Break Your Legs

by Dallas Mount

broken leg

Remember in the movies when the bookie’s tough guy would knock on the door and threaten to “break your legs” if they didn’t pay up? Sometimes, I think many of us would be better managers for our operations if someone broke our legs. If our legs were broken we wouldn’t be able to go outside and constantly throw ourselves into any task that required labor on the ranch, the Working In the Business (WITB). Then perhaps we’d focus more on the planning and evaluating, or what we call Working On the Business (WOTB).

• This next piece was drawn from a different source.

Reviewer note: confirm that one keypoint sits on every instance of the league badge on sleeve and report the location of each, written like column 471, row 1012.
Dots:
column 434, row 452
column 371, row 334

The temptation of the doing the physical work is often hard to resist. When you drive around your place the endless jobs catch your eye. It’s rewarding to toil away at a project and see the results of your efforts in a new section of fence, a well-built corral or that new culvert installed. Plus, we know how to do it. It falls within our wheelhouse. It is something we have done before and know the results will benefit the operation for years to come.  

But what about all the other things businesses need to have done? Speaking of WOTB work, how’s the economic plan for the coming year? What about the cash flow plan, the grazing plan, the drought plan? On the people side, do we have clear positions with written position agreements targets and regular meetings with our team? Does our business have a clear mission and vision with our progress towards this checked regularly? If you’re like most, there is work that needs to be done on this list. Often these WOTB things aren’t in our wheelhouse. No one ever showed us how to do work on the business. In fact, we may not even know what a good result looks like. We know what a well-built corral looks like, but what about a well-built economic plan?

If the bookie showed up and broke both your legs, you’d have the time to do these things. Working on the business tasks really aren’t that complicated. It’s just a matter of following the steps to build them. Just like building a new section of fence there are some important pieces to get right. The way we lay out the divisions and enterprises in your business are like the solid corners on that fence line. We need to get those right before we start stringing wire.  

Maybe there is another way besides breaking your legs. What if you develop the self-discipline to make these things a priority and learn how to do them so you can take your business where you want it to be.  This is what we do at the Ranching for Profit School. We’ve been doing it for over 35 years with thousands of ranchers. This winter it’s time you attend Ranching for Profit to sharpen your skills on the WOTB work, these are the high value jobs in your business. We hope to see you in the classroom as the bookie might not know how to find you in the sticks.

3 Responses to “Break Your Legs”

September 28, 2022 at 6:37 am, Dusty said:

Timely article. I was just thinking yesterday that I needed to spend more time planning and less time wearing myself out. It occurred to me that I was constantly waiting for weather to keep me indoors but it was best to get things done outside while the weather was good. The problem with that is every day I adapt to the weather. So then I started thinking yesterday that I really need to budget my time for planning the day, week, month, year and budgeting my time for physical tasks that I enjoy. I mean, I budget my money — time is money — budget time like money.



September 28, 2022 at 7:18 am, Chad Kremer said:

Great example Dallas…and reminder!!


September 28, 2022 at 10:02 am, Derek Schwanebeck said:

One of the most positive things I get out of Executive Link was comparing my gross margins and Key performance indicators to the year before, and hanging out with folks that told me how proud they were of my improvement. Often times that “office work” is worth thousands of dollars per hour.